Attempts to characterize Cloud have primarily focused on breaking it into three different levels of abstraction, and on defining whether it is a public or privately operated service.

For example:

  1. Public Infrastructure As A Service: Amazon, Rackspace and many others,
  2. Public Platform As A Service: Google App Engine, Windows Azure, vmForce and Heroku,
  3. Public Software As A Service: Salesforce and a cast of thousands

A Cloud Computing service always contains four vital elements: services-orientation, utility pricing, elasticity, and delivery over the Internet. NIST consider location transparent resource pooling to also be a requisite feature, although that is somewhat implied by the Internet delivery model.
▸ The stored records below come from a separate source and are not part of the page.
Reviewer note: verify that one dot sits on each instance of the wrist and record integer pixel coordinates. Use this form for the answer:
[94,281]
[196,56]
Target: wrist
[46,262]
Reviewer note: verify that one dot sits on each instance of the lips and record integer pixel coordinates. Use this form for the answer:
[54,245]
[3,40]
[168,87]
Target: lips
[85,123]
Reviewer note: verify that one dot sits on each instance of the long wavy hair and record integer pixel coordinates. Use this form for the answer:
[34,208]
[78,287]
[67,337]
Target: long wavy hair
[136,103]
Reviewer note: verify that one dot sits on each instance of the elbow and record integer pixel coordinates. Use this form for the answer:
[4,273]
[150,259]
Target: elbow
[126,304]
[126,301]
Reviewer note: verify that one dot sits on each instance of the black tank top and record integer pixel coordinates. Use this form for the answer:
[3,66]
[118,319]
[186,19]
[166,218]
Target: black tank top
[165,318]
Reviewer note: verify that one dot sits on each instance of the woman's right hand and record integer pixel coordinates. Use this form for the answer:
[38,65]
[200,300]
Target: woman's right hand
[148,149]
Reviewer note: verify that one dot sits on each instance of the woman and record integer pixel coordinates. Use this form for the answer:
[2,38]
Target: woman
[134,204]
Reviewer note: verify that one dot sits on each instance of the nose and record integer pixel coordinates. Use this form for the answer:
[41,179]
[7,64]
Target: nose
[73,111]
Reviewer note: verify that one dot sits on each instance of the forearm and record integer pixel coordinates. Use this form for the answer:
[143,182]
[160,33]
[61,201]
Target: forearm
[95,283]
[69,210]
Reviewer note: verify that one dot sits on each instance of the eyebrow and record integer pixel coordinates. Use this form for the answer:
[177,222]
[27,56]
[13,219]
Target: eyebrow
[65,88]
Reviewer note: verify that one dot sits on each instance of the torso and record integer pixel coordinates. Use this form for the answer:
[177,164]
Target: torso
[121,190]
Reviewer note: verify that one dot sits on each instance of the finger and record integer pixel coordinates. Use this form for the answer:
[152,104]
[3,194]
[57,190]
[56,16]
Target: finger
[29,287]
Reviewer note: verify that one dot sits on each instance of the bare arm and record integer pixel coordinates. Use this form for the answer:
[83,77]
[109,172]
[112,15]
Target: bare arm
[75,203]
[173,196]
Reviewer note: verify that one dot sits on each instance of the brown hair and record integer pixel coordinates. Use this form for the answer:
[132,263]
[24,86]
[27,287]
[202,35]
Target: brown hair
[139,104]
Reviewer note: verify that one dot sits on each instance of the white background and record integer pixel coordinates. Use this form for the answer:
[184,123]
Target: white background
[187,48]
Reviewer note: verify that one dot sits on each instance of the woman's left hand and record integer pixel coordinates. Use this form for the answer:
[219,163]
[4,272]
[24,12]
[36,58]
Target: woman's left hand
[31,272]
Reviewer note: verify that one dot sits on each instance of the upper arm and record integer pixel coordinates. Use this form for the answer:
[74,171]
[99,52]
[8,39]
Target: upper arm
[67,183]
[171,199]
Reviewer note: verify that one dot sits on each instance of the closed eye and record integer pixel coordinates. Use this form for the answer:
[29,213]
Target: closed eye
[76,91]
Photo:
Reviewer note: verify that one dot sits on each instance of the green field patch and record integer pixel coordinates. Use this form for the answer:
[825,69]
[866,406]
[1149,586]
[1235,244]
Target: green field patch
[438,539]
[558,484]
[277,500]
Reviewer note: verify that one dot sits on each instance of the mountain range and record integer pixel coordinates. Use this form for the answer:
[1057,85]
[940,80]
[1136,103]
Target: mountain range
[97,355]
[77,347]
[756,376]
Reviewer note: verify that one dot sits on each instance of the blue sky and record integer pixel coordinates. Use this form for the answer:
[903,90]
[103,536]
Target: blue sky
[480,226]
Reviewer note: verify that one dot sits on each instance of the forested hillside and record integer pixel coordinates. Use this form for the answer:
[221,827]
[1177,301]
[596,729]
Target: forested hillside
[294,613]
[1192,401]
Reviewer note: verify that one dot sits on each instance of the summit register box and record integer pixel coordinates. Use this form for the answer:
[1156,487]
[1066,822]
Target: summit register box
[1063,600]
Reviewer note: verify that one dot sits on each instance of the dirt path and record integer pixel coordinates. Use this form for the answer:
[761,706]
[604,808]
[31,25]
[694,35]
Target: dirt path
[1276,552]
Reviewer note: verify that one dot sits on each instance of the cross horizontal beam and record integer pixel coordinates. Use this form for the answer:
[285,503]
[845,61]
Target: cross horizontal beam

Ultimately it does not mean server consolidation or automation. It’s a fundamental rethink of the IT stack, as well as the processes that deliver services to internal and external customers.

There are also differences of opinion over the benefits and drawbacks of public cloud versus private cloud, and whether certain types of system or workload are unsuited to the cloud model in any incarnation. However, despite the disagreements few would dispute that Cloud is the current big shake up in a field who’s relatively brief history has been one disruption after another.